Os problemas foram superados adicionando um eletrodo de referência junto com dois eletrodos de trabalho, um para ureia e outro para o pH, separados por uma distância de 2 milímetros. Para imobilizar a enzima responsável por catalisar a degradação da ureia em um dos eletrodos de trabalho, foi usada tinta à base de quitosana, um polímero que preserva a estabilidade da enzima. Assim, o dispositivo consegue medir o sinal tanto da ureia quanto do pH, o que permite fazer a correção.
Os cientistas fizeram testes em amostras de suor artificial e depois em amostras reais de suor de voluntários. Nos dois experimentos, o dispositivo conseguiu detectar a ureia com precisão, sem ser afetado por outras substâncias na mistura. Oliveira Junior explica que o trabalho de verificar se outras substâncias estão interferindo nas medidas é essencial. “O suor é um fluido complicado, que tem muitas substâncias. É preciso tomar cuidado para que uma não seja confundida com outra.”
Sistemas semelhantes para outros marcadores
Trabalhos como esse do mesmo grupo de pesquisa têm sido feitos a fim de atender às demandas clínicas do Incor, buscando monitorar outros marcadores do sangue de maneira não invasiva e dinâmica. Os pesquisadores buscam parcerias com agentes do mercado que façam a produção desses dispositivos em grande escala.
A elevação de ureia no sangue surge quando há diminuição da capacidade dos rins de filtrar o sangue das substâncias tóxicas. Gisela Redin conta que medir os níveis de ureia é uma forma indireta de monitorar o estado do risco cardíaco. “Os pacientes com insuficiência renal têm maiores chances de desenvolver doenças cardíacas, porque o rim também processa eletrólitos e outras moléculas que são importantes para o funcionamento do coração”. A pesquisadora ressalta que os eletrólitos, sódio e potássio, são os responsáveis pelas contrações no coração. A ideia é que o sódio e o potássio também sejam monitorados através de um só dispositivo.
Nesse sentido, o nível de ureia é apenas um dos marcadores que podem ser monitorados sem a coleta de sangue.
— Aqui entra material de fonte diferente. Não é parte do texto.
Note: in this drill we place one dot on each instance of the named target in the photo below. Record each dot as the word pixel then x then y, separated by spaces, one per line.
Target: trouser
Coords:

A solução criada é parte de um projeto maior da USP para viabilizar dispositivos vestíveis para capturar e processar biomarcadores, como relata ao Jornal da USP o professor Marco Antonio Gutierrez, da FMUSP. “Nós estamos desenvolvendo eletrônica para que esses dispositivos possam captar sinais diferentes em nossos pacientes e métodos que permitam analisá-los continuamente.” Uma das preocupações é que os mecanismos sejam viáveis financeiramente para o uso no sistema público de saúde.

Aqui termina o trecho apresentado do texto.